Paul
Goble
Staunton, December 17 – Members of
the Presidential Council of Inter-Ethnic Relations are preparing school textbooks to promote the Kremlin’s vision of
“a non-ethnic Russian nation,” an effort that is likely to offend both Russian
nationalists and non-Russian residents of the country and that some observers
suggest will not by itself prove effective.
Last week, the Presidential Council announced that it
will use school texts to support “the formation of the self-consciousness of
[non-ethnic] Russians as a single nation,” “Izvestiya” reported, noting that
two members of that Kremlin group, Valery Tishkov and Raamazan
Abdulatipov, have already published such
textbooks (izvestia.ru/news/541428).
Abdulatipov,
a former nationalities minister, has written a text entitled “We are the
[Non-Ethnic] Russian Nation,” and Tishkov, a member of the Russian Academy of
Sciences and the director of the Moscow Institute of Ethnology and
Anthropology, has prepared one on “The [Non-Ethnic] Russian Nation.”
Vyacheslav
Mikhaylov, the head of the Kremlin’s working group on nationalities policy,
told “Izvestiya” that it is entirely possible there will be a competition for
“the best textbook which will help the younger generation understand the common
features of the [non-ethnic] Russian people.”
Mikkhaylov
suggested that the new textbook program needs to be coordinated with the
regional policy, cultural and educational ministries so that a government
program in this subject area can be approved. That is necessarybecause
otherwise the younger generation won’t be able to see any difference between
the “Soviet people” and the”[non-ethnic] Russian one.”
Abdulatipov, who now serves as a
United Russia Duma deputy, has prepared his book in a multi-media format and
devoted many of its pages to the enormous diversity of people in the Russian
Federation, discussing their specific characteristics, their religions, and
their non-religious traditions
The emphasis of Tishkov’s book is
somewhat different. He sees his task as showing and explaining that “the
[non-ethnic] Russian people are one.” “For
20 years,” he told the daily, he has been “working on developing a concept of
the [non-ethnic] Russian people as a multi-ethnic civic nation. Even the
youngest must have a vision of their motherland as a single whole.”
Alena Arshinova, a member of the
Duma’s education committee, says that introducing such elements into the
curriculum is extremely important, “but it is important that [any such course]
be an elective and that children not be forced to study national culture” lest
that compulsion drive them away.
But many commentators are skeptical
that this program will work. Andrey
Piontkovsky, the director of the Moscow Center for Strategic Research, argues
that such “’national’” lessons “will not help correct the catastrophe which has
taken place in our country” however “theoretically based” they may be.
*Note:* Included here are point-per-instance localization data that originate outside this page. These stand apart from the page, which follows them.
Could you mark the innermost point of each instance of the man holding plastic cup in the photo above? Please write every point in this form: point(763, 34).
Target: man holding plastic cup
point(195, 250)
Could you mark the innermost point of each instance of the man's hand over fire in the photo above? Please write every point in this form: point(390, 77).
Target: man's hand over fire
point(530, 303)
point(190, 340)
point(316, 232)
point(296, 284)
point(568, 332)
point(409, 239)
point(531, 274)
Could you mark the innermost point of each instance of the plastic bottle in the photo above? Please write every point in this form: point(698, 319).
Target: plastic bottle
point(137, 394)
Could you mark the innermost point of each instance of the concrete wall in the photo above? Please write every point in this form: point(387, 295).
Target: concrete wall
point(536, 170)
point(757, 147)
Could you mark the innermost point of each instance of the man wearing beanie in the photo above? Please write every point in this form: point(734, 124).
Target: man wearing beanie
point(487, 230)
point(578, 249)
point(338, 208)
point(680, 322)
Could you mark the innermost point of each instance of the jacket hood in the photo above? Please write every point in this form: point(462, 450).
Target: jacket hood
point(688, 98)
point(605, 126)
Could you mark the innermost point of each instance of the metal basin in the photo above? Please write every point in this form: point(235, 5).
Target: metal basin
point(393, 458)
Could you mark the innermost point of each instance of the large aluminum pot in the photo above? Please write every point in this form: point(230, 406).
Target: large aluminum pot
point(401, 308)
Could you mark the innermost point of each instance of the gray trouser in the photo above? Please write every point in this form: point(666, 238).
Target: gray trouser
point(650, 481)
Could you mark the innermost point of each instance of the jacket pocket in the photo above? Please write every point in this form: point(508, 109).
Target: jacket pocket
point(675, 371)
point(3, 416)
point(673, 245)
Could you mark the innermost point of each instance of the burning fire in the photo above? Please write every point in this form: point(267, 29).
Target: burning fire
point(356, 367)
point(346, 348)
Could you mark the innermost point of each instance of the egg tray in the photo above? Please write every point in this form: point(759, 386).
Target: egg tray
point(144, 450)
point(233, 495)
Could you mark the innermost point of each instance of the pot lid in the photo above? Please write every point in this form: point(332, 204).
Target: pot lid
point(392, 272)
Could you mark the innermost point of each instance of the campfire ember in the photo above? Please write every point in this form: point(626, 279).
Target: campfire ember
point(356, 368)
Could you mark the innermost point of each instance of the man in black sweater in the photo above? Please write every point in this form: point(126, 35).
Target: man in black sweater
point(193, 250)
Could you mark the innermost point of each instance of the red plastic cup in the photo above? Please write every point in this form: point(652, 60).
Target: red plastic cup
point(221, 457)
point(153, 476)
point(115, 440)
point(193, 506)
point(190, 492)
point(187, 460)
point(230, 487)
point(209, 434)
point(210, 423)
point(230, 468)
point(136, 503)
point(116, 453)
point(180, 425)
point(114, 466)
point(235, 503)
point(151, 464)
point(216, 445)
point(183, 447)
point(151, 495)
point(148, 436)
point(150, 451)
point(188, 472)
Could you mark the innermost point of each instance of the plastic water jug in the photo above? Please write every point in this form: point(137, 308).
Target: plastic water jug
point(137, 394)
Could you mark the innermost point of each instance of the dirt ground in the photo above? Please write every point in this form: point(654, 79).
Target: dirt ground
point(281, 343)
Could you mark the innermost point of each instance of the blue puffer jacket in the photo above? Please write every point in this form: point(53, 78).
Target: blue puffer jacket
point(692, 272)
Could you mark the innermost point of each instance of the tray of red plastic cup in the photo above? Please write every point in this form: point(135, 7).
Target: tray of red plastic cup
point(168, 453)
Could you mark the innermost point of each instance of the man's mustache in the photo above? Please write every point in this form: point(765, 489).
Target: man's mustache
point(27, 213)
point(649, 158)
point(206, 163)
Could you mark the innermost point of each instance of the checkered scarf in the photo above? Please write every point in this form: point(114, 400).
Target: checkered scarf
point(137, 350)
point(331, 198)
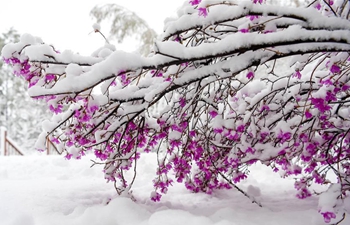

“Russia’s problems in this regard
have gone so far that they cannot be resolved by lessons however well-intentioned
.. As long as Caucasians and Russians do not start feeling themselves as
members not only of one country but of one community with common values,
lessons about nationality policy in the schools will not bring any results.”
Although “Izvestiya” does not
mention this, there is only one certainty.
This proposal and especially Tishkov’s association with it guarantees
public opposition. Most Russian
nationalists see the ethnographer as trying to impose an American-style society
on Russia and thus will attack this idea vigorously.
And most non-Russians will see this
measure with its stress on oneness as an attack on their cultures and political
status and a covert effort to Russianize them, whatever Tishkov or Abdulatipoc
say. As a result, this latest effort to
promote a common identity end by having just the opposite effect.